An image is produced by the patterned excitation of the cones and rods in the retina. The excitation is processed by the neuronal system and various parts of the brain working in parallel to form a representation of the external environment in the brain.
The cones respond to bright light and mediate high-resolution color vision during daylight illumination (also called photopic vision). The rods are saturated at daylight levels and don't contribute to pattern vision. However, rods do respond to dim light and mediate lower-resolution, monochromatic vision under very low levels of illumination (called scotopic vision). The illumination in most office settings falls between these two levels and is called mesopic vision. At these light levels, both the rods and cones are actively contributing pattern information to that exiting the eye. What contribution the rod information makes to pattern vision under these circumstances is unclear.

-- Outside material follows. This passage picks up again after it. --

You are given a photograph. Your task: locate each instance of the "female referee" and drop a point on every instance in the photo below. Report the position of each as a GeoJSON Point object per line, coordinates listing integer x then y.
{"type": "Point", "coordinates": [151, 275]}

The response of cones to various wavelengths of light is called their spectral sensitivity. In normal human vision, the spectral sensitivity of a cone falls into one of three subgroups. These are often called blue, green, and red cones but more accurately are short, medium, and long wavelength sensitive cone subgroups. It is a lack of one or more of the cone subtypes that causes individuals to have deficiencies in color vision or various kinds of color blindness. These individuals are not blind to objects of a particular color but experience the inability to distinguish between two groups of colors that can be distinguished by people with normal vision. Humans have three different types of cones (trichromatic vision) while most other mammals lack cones with red sensitive pigment and therefore have poorer (dichromatic) color vision. However, some animals have four spectral subgroups, e.g., the trout adds an ultraviolet subgroup to short, medium and long subgroups that are similar to humans. Some fish are sensitive to the polarization of light as well.
When light falls on a receptor it sends a proportional response synaptically to bipolar cells which in turn signal the retinal ganglion cells. The receptors are also 'cross-linked' by horizontal cells and amacrine cells, which modify the synaptic signal before the ganglion cells. Rod and cone signals are intermixed and combine, although rods are mostly active in very poorly lit conditions and saturate in broad daylight, while cones function in brighter lighting because they are not sensitive enough to work at very low light levels.
Despite the fact that all are nerve cells, only the retinal ganglion cells and few amacrine cells create action potentials. In the photoreceptors, exposure to light hyperpolarizes the membrane in a series of graded shifts. The outer cell segment contains a photopigment. Inside the cell the normal levels of cyclic guanosine monophosphate (cGMP) keep the Na+ channel open and thus in the resting state the cell is depolarised. The photon causes the retinal bound to the receptor protein to isomerise to trans-retinal. This causes receptor to activate multiple G-proteins. This in turn causes the Ga-subunit of the protein to activate a phosphodiesterase (PDE6), which degrades cGMP, resulting in the closing of Na+ cyclic nucleotide-gated ion channels (CNGs). Thus the cell is hyperpolarised. The amount of neurotransmitter released is reduced in bright light and increases as light levels fall. The actual photopigment is bleached away in bright light and only replaced as a chemical process, so in a transition from bright light to darkness the eye can take up to thirty minutes to reach full sensitivity (see Adaptation (eye)).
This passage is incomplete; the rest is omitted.